Inflation or Greed?
Inflation has many causes. Shortage of supply is one. Too much money available is another. When supply and demand for anything gets too far out of whack, prices go crazy.
The pandemic created supply and demand imbalances. Prices went
down heavily for the first year of the pandemic. Many goods were chasing low
demand. Gasoline prices went down because commuting by car dropped off the face of the
earth. Parking prices dropped; too few users for the oversupply of spaces. Restaurant
prices dropped or stagnated; too few patrons and food was rotting in the
storeroom and refrigerators. Especially in downtown areas where commuting had almost ceased to exist.
Many businesses couldn’t handle this situation and closed
their doors. Sad. Some hospitality businesses found ways to work around the
pandemic chaos and survived. Some even thrived.
Prices, however, were all over the place. That is the
economic system working its magic to balance out the effects of supply and
demand.
Some players, however, played the system for their own
benefit. Oil companies lowered their production and made artificial shortages. Demand
pushed against short supplies and pump prices for gasoline stabilized and many
rose. Today’s supply of gasoline inventories are sky high but the producers
hide that fact and pretend there is a shortage. This pushes up pump prices
unnecessarily. The winner is the producer; the loser is you and I.
This is the face of greed.
Another face of greed is stagnated wages and benefits. Actually,
benefits have been continually reduced in recent years to save employers money.
Vacation and sick time were one pull back. Health insurance benefits have long
been reduced and premium sharing raised for the employee. The greatest disappearing
act has been pensions and retirement plans. This is now mostly on employees. Employers
have been gaining from this strategy now for well over 20 years.

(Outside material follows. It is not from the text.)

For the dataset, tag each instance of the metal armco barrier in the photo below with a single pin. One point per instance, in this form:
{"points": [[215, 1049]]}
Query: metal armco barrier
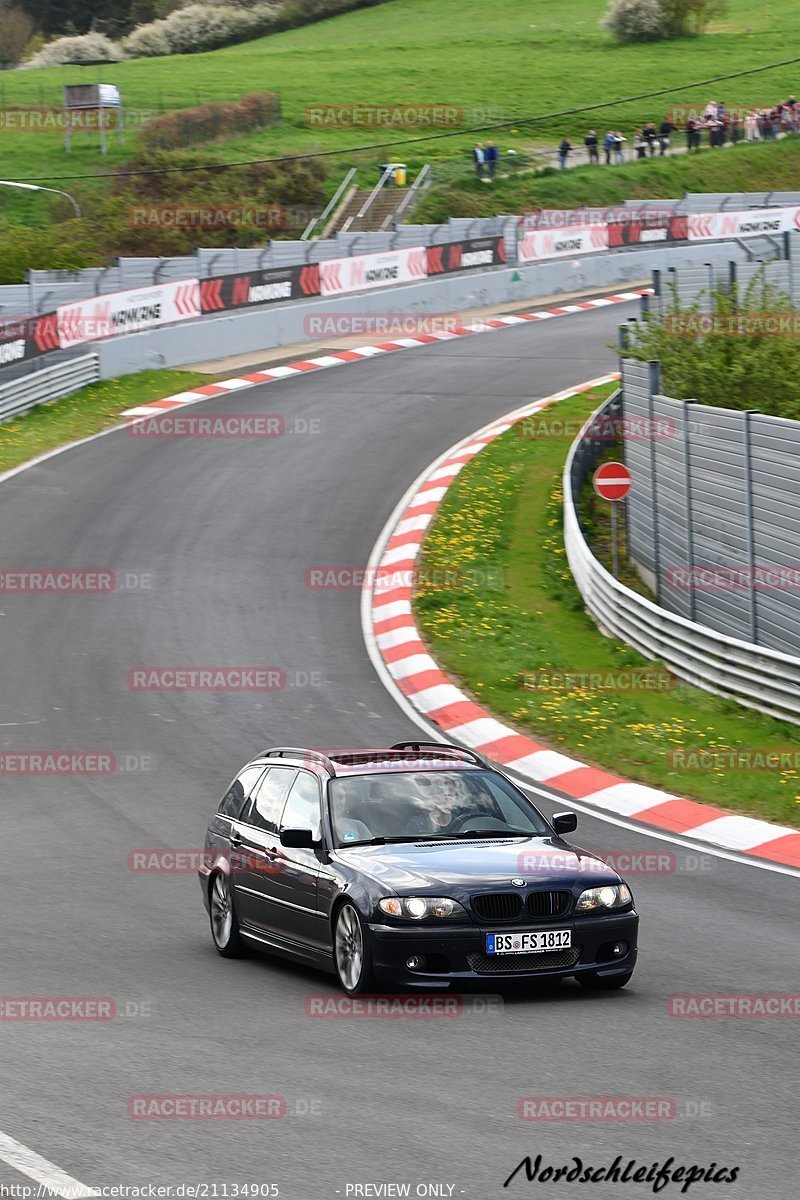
{"points": [[133, 310], [753, 676], [20, 395]]}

Another face of greed is allowing employee head count to
decrease without replacement. This gives the false impression that jobs are
drying up and remaining staff shudders in place and accepts stagnated wages and
salaries while absorbing more work. The stress rises. Staff morale suffers.
Employers smile all the way to the bank and enjoy record bonuses for enhanced
bottom lines.
The pandemic has softened. Jobs have bounced back. Employees,
however, are quitting their current jobs because they have had it. Employers wonder
why. Really?
So now we have a labor shortage. Not a real one, but a
disgusted and tired labor force which wants more respect, better benefits,
wages and salaries that keep up with their dreams for the future and better
working conditions.
We have an abundant labor force available. Some are not prepared
for the jobs needing to be done, but then that’s the employer’s responsibility
to train and develop his people.
Greed has many faces. In an upset economy, a lot of things
are out of balance. Prices are unstable. Pay them or avoid them. In the long
run, however, fix the underlying problems.